The public antipathy of American policies of ruthless aggression and crude pressure against Muslims, in evidence since 9/11, has tended to grow with time in Pakistan and elsewhere in the Islamic world as there has been no let-up in their intensity. Although this attitude was reflected even in the treatment of Muslims entering the US or its own Muslim population, the foreign lands it has invaded have been the greatest sufferers and are seething with the hatred of it. In Pakistan, which is one of the countries directly affected by the war on terror, that feeling has been no less acute.

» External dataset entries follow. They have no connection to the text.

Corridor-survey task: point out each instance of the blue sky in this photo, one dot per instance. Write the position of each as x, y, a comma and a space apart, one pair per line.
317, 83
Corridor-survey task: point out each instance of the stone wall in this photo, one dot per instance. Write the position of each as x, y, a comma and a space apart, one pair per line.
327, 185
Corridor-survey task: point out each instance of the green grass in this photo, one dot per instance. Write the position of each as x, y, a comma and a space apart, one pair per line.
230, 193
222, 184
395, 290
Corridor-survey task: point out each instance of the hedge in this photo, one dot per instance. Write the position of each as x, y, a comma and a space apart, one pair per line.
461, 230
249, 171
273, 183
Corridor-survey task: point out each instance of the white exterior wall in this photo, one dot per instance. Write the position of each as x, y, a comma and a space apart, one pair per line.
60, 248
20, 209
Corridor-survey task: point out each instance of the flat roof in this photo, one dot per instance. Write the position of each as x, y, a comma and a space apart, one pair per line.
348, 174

Not only because of what was happening in Iraq and Afghanistan but also indirectly because of the government's military action against the tribesmen taken under American pressure.

Since other Western powers went along with the US and more or less copied its behaviour, they also came in for criticism. Their participation with troops in the war on terror, while generally branding or suspecting all Muslims as terrorists, and acts like the publication of blasphemous cartoons showed the hatred they felt of Muslims as well as their faith.

Except for the relatively small group of people who seem to be genetically predisposed to all that represents America or the West, hardly anyone could be found in Pakistan and other Muslim countries endorsing the blind pursuit of vengeance that shows itself so manifestly in the slaughter of innocent men, women and children, which inevitably resulted from the indiscriminate bombing of towns and villages in Iraq.